Zitiert wird in der Mitteilung auch Fraktionschefin Maike Schlick: „Unverhältnismäßige Gewalt gegenüber Demonstranten ist für uns nicht tolerierbar. Wir hoffen, dass alle Beteiligten wieder zu einem friedlichen Dialog zurückkehren und auf Gewalt verzichten. Es wäre schön, wenn die Harmonie, die während der Feierlichkeiten am Wochenende deutlich zu spüren war, als positives Signal wahrgenommen und überregional Früchte tragen wird.“ Gemeint ist die Feier mit der türkischen Partnerstadt Sariyer, um die sich dann auch die Einleitung der Pressemitteilung dreht. Deren letzter Satz lautet: „Diese Presseerklärung wird von allen Mitgliedern der CDU-Fraktion unterstützt und getragen.“ Also auch von Agirman selber. Bevor sie allerdings verschickt wurde, hatte er sich noch Bedenkzeit ausgebeten.

Ganz so harmonisch sieht die Wahrheit nicht aus, auch wenn Fraktionsvize Iris Lürken nachher sagte, alles sei „sehr konstruktiv“ abgelaufen.

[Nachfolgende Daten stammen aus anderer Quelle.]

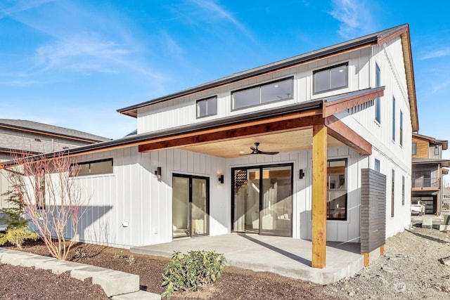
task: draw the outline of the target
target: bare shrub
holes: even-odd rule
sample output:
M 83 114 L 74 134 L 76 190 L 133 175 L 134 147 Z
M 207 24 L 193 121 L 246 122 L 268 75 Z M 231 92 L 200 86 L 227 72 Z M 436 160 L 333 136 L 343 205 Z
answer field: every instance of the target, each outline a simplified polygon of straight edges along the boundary
M 52 256 L 66 260 L 75 242 L 78 223 L 86 207 L 77 175 L 78 168 L 67 154 L 30 157 L 26 153 L 14 159 L 8 181 L 23 202 L 32 229 L 39 235 Z M 87 200 L 86 200 L 87 201 Z

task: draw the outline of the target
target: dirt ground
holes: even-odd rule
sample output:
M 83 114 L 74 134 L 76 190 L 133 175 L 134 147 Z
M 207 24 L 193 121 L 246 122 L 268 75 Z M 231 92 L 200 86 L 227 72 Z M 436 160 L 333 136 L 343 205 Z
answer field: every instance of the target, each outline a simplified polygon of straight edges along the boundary
M 24 250 L 48 255 L 46 248 L 39 243 L 28 244 Z M 120 251 L 122 255 L 119 255 Z M 135 262 L 130 264 L 131 255 Z M 413 228 L 389 238 L 384 256 L 354 276 L 333 285 L 320 286 L 270 273 L 226 267 L 213 285 L 200 292 L 176 292 L 172 299 L 449 299 L 450 266 L 444 265 L 439 259 L 449 256 L 449 234 Z M 70 260 L 138 274 L 141 289 L 159 294 L 164 292 L 161 273 L 168 259 L 78 244 L 71 252 Z M 107 299 L 99 287 L 70 278 L 65 274 L 56 275 L 49 271 L 2 264 L 0 274 L 0 299 Z M 6 274 L 8 276 L 5 277 Z

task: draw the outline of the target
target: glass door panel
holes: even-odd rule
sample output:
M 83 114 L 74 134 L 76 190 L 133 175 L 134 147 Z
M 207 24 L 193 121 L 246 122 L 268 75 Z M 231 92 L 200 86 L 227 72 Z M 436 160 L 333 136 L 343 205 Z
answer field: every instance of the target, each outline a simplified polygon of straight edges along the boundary
M 292 235 L 292 185 L 290 166 L 262 168 L 260 233 Z
M 174 176 L 172 180 L 172 236 L 189 235 L 189 178 Z
M 259 169 L 233 171 L 233 230 L 259 231 Z
M 207 189 L 206 179 L 192 178 L 191 235 L 207 234 Z

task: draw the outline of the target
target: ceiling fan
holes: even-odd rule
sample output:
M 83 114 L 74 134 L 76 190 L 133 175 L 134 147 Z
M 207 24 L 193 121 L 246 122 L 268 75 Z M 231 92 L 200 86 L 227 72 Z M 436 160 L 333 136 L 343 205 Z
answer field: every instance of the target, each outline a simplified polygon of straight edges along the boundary
M 275 152 L 271 152 L 271 151 L 262 151 L 260 150 L 259 149 L 258 149 L 258 146 L 259 145 L 259 143 L 256 142 L 255 143 L 255 147 L 251 146 L 250 149 L 252 150 L 252 152 L 250 153 L 240 153 L 239 155 L 252 155 L 254 154 L 266 154 L 266 155 L 274 155 L 276 154 L 278 154 L 279 152 L 278 151 L 275 151 Z

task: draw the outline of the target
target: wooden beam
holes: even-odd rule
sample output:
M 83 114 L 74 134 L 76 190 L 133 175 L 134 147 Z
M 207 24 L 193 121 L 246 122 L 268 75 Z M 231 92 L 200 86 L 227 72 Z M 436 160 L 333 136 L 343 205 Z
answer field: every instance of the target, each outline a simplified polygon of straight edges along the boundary
M 321 115 L 315 114 L 300 117 L 298 116 L 285 116 L 262 121 L 243 122 L 239 124 L 155 138 L 147 141 L 145 144 L 140 145 L 139 151 L 155 151 L 161 149 L 231 141 L 238 137 L 250 137 L 262 133 L 275 133 L 311 128 L 314 124 L 323 123 L 323 119 Z
M 365 93 L 359 93 L 350 96 L 344 97 L 342 99 L 335 100 L 330 102 L 323 103 L 323 117 L 329 117 L 342 110 L 348 110 L 360 104 L 365 103 L 384 95 L 385 88 L 380 88 L 375 91 L 368 91 Z
M 372 154 L 372 145 L 334 116 L 325 119 L 328 134 L 354 149 L 361 155 Z
M 326 264 L 327 127 L 312 127 L 312 259 L 311 266 Z

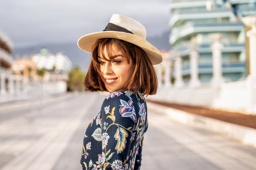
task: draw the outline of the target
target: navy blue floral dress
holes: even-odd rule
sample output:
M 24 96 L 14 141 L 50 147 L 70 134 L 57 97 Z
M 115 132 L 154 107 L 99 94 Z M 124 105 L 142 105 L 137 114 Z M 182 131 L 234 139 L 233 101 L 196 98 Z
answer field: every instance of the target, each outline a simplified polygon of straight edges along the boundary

Lürken betonte, es sei wichtig, dass man seine eigene Meinung vertrete. Gleichwohl sei Agirman „noch nicht lange im Stadtrat“ – und da müsse man schon gut überlegen, was man angesichts einer solch öffentlichen Position sage. Übrigens: Am Wochenende soll es in Aachen eine Pro-Erdogan-Kundgebung geben, und dem Vernehmen nach will Agirman dabei sein. Das, so Lürken, werde man „noch in Ruhe besprechen“.